Tipp: Auf Freezer Paper kannst du mit einem Tintenstrahldrucker auch direkt drucken, wenn du das Papier auf A4 zurechtschneidest. Da ich bei meinem Bürodrucker dadurch aber schon mal einen Papierstau verursacht habe, pause ich nur noch ab! :-)
Als Alternative kannst du Freezer Paper selbst herzustellen.
Du brauchst dafür nur Kopierpapier, Frischhaltefolie und Backpapier.
Die Klebekraft ist nicht ganz so gut wie beim Original, aber das Ergebnis ist ähnlich und spart Geld, wenn du die Technik nur einmal ausprobieren möchtest.
Wenn möglich, druckst du dein Motiv gleich mit dem Drucker aus, dann sparst du dir das abpausen.
Platziere ein Blatt Backpapier auf einem stabilen Bügelbrett und lege das bedruckte Kopierpapier verkehrt herum darauf.

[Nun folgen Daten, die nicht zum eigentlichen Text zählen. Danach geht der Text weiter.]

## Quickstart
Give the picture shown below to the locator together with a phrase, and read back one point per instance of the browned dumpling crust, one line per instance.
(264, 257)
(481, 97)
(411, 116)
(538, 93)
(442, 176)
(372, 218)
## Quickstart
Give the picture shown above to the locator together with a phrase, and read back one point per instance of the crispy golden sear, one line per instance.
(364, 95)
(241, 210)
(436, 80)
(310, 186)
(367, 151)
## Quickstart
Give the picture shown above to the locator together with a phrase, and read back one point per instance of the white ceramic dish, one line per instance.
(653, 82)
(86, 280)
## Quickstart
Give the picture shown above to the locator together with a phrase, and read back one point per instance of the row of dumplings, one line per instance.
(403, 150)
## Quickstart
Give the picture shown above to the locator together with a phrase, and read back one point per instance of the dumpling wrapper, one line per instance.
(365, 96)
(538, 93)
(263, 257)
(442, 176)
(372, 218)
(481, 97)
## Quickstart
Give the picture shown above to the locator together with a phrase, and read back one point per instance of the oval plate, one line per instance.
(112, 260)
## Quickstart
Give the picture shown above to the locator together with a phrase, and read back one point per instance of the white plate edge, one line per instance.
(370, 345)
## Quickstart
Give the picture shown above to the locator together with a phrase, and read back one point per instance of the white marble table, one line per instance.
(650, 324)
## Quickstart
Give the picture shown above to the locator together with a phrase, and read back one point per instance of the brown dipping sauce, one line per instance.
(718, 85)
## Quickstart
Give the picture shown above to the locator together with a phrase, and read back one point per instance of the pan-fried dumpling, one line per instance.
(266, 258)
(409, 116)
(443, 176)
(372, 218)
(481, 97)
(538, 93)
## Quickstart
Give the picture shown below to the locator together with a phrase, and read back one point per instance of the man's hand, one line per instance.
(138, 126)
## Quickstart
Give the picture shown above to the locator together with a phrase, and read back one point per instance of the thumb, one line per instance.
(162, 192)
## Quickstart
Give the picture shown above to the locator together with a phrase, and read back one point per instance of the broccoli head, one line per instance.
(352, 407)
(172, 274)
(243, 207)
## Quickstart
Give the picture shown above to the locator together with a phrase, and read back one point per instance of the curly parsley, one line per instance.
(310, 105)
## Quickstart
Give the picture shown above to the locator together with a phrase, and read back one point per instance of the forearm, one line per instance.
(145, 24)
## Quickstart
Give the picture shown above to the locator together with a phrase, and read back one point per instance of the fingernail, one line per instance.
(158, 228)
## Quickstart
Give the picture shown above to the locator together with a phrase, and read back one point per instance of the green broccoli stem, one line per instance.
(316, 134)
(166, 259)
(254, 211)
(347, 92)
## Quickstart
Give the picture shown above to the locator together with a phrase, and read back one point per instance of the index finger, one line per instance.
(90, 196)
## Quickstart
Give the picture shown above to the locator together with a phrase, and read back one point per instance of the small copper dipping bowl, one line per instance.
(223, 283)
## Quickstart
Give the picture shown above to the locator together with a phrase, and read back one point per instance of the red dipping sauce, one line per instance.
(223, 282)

Darüber kommt Frischhaltefolie.
Mit einer zweiten Lage Backpapier bügelst du dann mit mittlerer Stufe über das Papier, bis sich die Frischhaltefolie mit dem Papier verbindet.
Die richtige Temperatureinstellung ist dabei alles: zu wenig und die Folie haftet an den Rändern nicht, zu viel und die Folie schmilzt und es entstehen Blasen und Löcher.
Notfall lässt du das Ganze kurz auskühlen und wiederholst die Schritte einfach mit einer neuen Lage Frischhaltefolie, bis die Rückseite durchgehend beschichtet ist.
Schneide das Papier immer gleich an den Rändern gerade, weil sich die Frischhaltefolie zusammenzieht und sich sonst das Papier beim Auskühlen verformt.
2) Anschließend musst du die Schablone entsprechend ausschneiden, ich habe es zuerst mit einem Cutter probiert, aber fand es dann eigentlich leichter mit einer kleinen Schere. Man sieht hinterher wirklich jede Kante, ein genaues Ausschneiden lohnt sich daher wirklich!!

Wenn du mehrfärbig arbeiten willst, machst du dir einfach mehrere Schablonen.
Du kannst auch wunderbar Stanzen oder eine Lochzange verwenden.
4) Die Papierteile müssen nun noch auf den Stoff aufgebügelt werden. Dazu legst du die Schablone einfach mit der Folienseite nach unten auf den Stoff und bügelst darüber.
Bei Baumwolltemperatur haftet das Papier ganz schnell auf dem Stoff, ähnlich wie Vliesofix.
Nach dem Aufbügeln klebt das Freezer Paper auf dem Stoff, lässt sich aber auch leicht wieder abziehen und nochmals aufbügeln, falls nötig!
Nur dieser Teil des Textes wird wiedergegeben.